Le Rebelle, poesia di Baudelaire, tratta da I fiori del male. Tu l’hai definita una cover. Definizione decisamente interessante, se pensiamo al contesto solito in cui inseriamo questo termine. Così facendo tu hai esteso il suo significato al grande mondo dell’arte, in tutte le sue sfaccettature.  Che ruolo hai avuto nell’incontro tra un testo tanto prezioso e la tua chitarra?
Credo che le parole siano tutte musicabili. Se poi a scrivere queste parole è un grande artista cerchi di avvicinarti con maggiore rispetto. Avevo questo giro di accordi e volevo che a sottolineare queste note fosse una poesia. Ho letto Le Rebelle mille volte e pian piano mi accorgevo che sia metricamente che musicalmente entrava ogni parola. Sono rimasto colpito da questa coincidenza, anche se non credo molto alle coincidenze. E così è stata registrata. L’aggiunta della chitarra molto eterea di Tummy (Francesco Tumminelli) è stata la ciliegina che ha esaltato questo incontro.

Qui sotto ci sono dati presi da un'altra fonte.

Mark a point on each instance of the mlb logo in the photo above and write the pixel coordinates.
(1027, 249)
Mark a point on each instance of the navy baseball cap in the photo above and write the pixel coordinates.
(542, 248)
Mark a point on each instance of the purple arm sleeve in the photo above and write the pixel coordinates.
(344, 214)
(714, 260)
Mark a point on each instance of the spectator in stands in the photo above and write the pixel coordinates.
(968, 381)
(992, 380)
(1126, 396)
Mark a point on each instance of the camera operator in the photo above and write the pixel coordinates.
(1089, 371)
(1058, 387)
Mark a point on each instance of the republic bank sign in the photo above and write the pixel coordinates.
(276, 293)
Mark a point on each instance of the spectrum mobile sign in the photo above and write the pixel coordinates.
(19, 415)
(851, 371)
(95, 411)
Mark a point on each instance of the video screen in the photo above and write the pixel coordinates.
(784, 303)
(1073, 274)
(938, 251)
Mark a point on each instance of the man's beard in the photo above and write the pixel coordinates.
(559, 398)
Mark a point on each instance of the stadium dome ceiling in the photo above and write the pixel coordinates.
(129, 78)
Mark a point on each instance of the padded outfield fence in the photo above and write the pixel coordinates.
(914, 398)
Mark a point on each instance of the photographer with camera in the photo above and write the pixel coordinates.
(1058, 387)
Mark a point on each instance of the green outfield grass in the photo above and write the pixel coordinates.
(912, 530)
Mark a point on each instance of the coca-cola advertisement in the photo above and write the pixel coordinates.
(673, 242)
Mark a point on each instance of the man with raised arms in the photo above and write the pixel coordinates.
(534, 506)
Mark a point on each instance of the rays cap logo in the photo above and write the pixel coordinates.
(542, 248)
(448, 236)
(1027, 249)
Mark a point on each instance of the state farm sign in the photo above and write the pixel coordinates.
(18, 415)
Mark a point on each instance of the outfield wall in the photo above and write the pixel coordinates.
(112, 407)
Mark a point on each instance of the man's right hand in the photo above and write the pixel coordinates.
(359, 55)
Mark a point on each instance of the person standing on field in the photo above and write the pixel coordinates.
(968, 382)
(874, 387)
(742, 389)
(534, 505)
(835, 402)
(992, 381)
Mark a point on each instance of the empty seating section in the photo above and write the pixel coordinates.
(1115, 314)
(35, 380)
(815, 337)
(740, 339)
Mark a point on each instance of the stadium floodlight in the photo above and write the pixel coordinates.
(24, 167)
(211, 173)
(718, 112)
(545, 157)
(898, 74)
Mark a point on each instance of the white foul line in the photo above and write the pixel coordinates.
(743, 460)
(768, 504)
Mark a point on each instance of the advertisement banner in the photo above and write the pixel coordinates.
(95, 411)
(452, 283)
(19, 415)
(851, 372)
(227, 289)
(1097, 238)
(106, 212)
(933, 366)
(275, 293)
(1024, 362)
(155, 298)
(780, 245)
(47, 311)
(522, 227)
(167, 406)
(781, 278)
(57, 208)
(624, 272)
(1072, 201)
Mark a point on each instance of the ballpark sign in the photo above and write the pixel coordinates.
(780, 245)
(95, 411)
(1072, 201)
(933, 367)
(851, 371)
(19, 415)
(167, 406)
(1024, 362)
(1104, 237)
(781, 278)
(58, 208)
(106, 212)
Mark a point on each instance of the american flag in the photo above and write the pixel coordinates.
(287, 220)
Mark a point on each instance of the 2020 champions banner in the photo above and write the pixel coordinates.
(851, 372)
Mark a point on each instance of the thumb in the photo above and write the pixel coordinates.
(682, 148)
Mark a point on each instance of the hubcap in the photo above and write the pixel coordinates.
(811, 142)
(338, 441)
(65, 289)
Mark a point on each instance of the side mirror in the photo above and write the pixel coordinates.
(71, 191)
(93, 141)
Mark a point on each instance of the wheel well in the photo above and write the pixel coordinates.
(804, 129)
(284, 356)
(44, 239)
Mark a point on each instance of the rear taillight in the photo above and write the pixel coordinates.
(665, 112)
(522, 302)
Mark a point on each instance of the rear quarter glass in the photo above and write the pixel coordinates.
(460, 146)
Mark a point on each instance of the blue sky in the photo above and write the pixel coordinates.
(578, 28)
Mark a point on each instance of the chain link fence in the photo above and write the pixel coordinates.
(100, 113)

deasonika_inter0003Avete deciso di applicare una tecnica di diffusione del disco piuttosto originale. Insieme all’acquisto del biglietto per assistere alle prime date live di presentazione di TrediciPose, ne è stata data una copia omaggio. Unica differenza il packaging e l’assenza del dvd del corto Dovunque, adesso. Originale, ma anche discograficamente parlando rischiosa. Sicuramente però un buon modo per farsi conoscere. A posteriori come valutate questa decisione?
Vorremmo continuare con questa iniziativa e a breve lo faremo sempre di più. La musica indipendente ha una sola possibilità di vivere: il live. La diffusione dei dischi e della musica nei media non è democratica e allora si deve dire in qualche modo che esistono realtà diverse. Il mio disco non lo trovi? Benissimo, te lo do io. Perché dici che è discograficamente rischioso? È rischioso a volte affidare i propri sforzi, le proprie energie e la propria arte a chi del tuo lavoro non interessa più di tanto. Questo è rischioso. La morte artistica di molte realtà musicali interessanti è spesso dovuta al fatto che pochi sanno dell’esistenza di queste realtà. Non è una guerra contro nessuno, è proteggere la propria musica.  La musica italiana ha scelto di vivere sull’orlo di una crisi di nervi. Credo che questo abbia  fatto sì che ci sia una disgregazione di intenti nella musica indipendente che, non essendo unita, muore. Pensa se cinquanta realtà della musica indipendente decidessero di regalare i dischi ai concerti?

Sarebbe una svolta interessante. Decisamente rivoluzionaria. Un’ultima domanda. TrediciPose è stato presentato come un rullino atipico nel numero di pose. Per te e per i Deasonika qual è quella tredicesima posa che fa la differenza?
Il coraggio di essere quello che si è.